Figure 4 KOH wet mount. KOH wet mount exhibiting the characteristic broad, non-septate, ribbon-like hyphae with wide-angle branching (KOH staining, ×40).

All patients tolerated the procedure well and were discharged after no residual lesion was noted on MRI. The surgical cavity was packed with a bismuth iodoform paraffin paste (BIPP) dressing through nasal antrostomy reducing dead space volume. Patients 1, 2, and 3 received liposomal amphotericin B i.v. in a total dose of 3 g (250 mg/day for 12 days), 2.98 g (270 mg/day for 11 days), and 4.125 g (275 mg daily for 15 days). They were prescribed posaconazole 300 mg orally once daily on discharge and were followed up regularly, showing satisfactory healing (Figure 5). No unanticipated or adverse events were observed following the surgical treatment and intervention in this case report. All patients were followed up for a period of 6 months and showed satisfactory healing.

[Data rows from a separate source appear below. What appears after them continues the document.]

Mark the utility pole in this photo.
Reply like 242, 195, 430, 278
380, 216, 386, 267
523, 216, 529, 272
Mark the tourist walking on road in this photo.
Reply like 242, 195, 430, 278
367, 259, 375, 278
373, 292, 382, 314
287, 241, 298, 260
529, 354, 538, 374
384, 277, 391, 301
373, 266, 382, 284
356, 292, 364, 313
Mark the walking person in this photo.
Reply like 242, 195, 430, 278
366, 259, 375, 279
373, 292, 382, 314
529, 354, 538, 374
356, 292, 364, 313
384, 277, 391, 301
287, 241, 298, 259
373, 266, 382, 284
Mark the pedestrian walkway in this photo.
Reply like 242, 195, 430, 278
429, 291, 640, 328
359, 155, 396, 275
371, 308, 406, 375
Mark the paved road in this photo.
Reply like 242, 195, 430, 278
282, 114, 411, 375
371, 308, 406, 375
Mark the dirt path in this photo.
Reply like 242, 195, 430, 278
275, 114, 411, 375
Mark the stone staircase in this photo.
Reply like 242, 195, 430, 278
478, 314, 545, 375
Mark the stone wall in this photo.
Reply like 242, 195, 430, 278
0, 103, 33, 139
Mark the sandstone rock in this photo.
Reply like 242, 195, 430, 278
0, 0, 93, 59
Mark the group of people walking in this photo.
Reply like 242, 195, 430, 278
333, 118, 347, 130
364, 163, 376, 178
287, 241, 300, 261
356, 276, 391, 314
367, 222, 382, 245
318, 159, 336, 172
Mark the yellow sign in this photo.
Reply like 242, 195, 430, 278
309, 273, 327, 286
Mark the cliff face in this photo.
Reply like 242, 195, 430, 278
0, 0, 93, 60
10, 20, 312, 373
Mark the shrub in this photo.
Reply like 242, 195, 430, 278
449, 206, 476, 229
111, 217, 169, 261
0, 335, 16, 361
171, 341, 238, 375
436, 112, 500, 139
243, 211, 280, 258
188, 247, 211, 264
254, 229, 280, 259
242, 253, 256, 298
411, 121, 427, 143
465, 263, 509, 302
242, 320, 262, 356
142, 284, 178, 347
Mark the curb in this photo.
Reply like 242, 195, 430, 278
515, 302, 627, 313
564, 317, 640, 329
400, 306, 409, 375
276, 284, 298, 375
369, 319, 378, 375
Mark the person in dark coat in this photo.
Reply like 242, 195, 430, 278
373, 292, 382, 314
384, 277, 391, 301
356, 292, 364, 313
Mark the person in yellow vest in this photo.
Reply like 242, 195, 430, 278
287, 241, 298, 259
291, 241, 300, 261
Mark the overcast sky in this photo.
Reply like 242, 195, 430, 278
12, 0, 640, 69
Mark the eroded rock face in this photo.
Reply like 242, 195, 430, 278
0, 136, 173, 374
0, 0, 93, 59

Figure 5 Post-surgical clinical views for Case 3 exhibiting: (A) extensive intraoral maxillary defect with mobile soft tissue flap 10 days post-surgery; (B) defect showing gradual healing with decreased sloughing and mucous encrustations 4 weeks post-op; (C) completely healed defect with decreased size of communication between oral and nasal cavities at 4 months; (D) extra oral view after prosthetic rehabilitation. These images are published with the patient’s consent.

The demographic and clinical profiles of the patients have been outlined in Table 1.

Immediate feeding plates were fabricated to assist feeding in the interim, as a definite rehabilitation plan was being decided upon.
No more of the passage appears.